Personal journal entry from December 19, 1997: Last night was our office Christmas party. I had three gin & tonics. Then I went over to Billy's Topless to look at the girls. A crazy girl who called herself Heidi did her thing in a sexy Santa outfit--red with white fur-trim skirt, panties, bra, and camisole--and blue glitter eyelashes. She was very 1950s camp, blowing kisses and shooting us with her fingers, going "Pow! Pow!" and blowing on her finger like it was the smoking end of a gun. She licked her nipples and stuck dollar bills to them, then shimmied until the dollars fell off, fluttering to the stage. I couldn't tell if she meant to be campy or was just out of her mind.



That was the last year Billy's was topless. Thanks to Giuliani’s “Quality of Life” campaign, Billy's Topless, like the majority of New York's great neighborhood strip joints, was forced to require bikini tops and driven out of business. Located on The Corner, at 6th and 24th, it is now a bagel shop.

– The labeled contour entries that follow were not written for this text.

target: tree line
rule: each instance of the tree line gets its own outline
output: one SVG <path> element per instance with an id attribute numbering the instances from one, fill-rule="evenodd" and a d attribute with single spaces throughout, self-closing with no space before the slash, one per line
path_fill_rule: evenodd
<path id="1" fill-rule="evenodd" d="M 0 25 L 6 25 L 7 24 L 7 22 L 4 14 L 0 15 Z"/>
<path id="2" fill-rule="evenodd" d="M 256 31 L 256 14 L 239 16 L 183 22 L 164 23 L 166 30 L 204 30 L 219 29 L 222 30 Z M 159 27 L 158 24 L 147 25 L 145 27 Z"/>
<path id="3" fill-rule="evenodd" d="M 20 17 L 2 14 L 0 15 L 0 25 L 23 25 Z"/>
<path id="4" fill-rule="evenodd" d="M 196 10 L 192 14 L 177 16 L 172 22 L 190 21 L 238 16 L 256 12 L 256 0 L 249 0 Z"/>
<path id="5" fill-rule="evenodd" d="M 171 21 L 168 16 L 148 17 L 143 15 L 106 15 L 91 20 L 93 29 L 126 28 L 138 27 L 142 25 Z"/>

These changes drastically reduced the quality of life for lots of honest working girls. They moved from areas like Chelsea and Tribeca to dangerous neighborhoods in the Bronx where work could still be found. Or, if they made the cut, they moved to Manhattan's "upscale" strip joints, where they would have to hustle drinks and lap dances, and where plastic surgery is required.

Billy's wasn't like that. For over two decades, Billy's was a neighborhood bar. They served a free sterno-heated buffet (that no one ever touched). The customers and the dancers knew each other, chatted together, and no one got hustled. There was no cover charge. I went in once with a cheap guy who refused to buy a drink--the only requirement for the privilege of sitting in Billy's. The bouncer bought the guy a beer and said, "Just sit with it in front of you."



Girls from the Coney Island Sideshow danced at Billy's, tattoos and all. The stars of the new burlesque paid the rent and tried out new routines at Billy's. Each girl was unique, some beautiful, some boring, while others looked like something straight out of Diane Arbus.

But like everything else in New York, stripping was plowed under by the monoculture, the machine that, in the name of sanitation, dictates: Everything must be the same.



all photos of Billy's are screenshots from the movie Rounders

16 comments:

  1. Ah, Billy's. Many dollar bills lost there. You forgot to mention that when they valiantly soldiered on after Giuliani's crippling "Quality of Life" dictum, they were forces to change their name to the entirely inane "Billy's Stopless" (as in "we don't stop dancin'). Horrible.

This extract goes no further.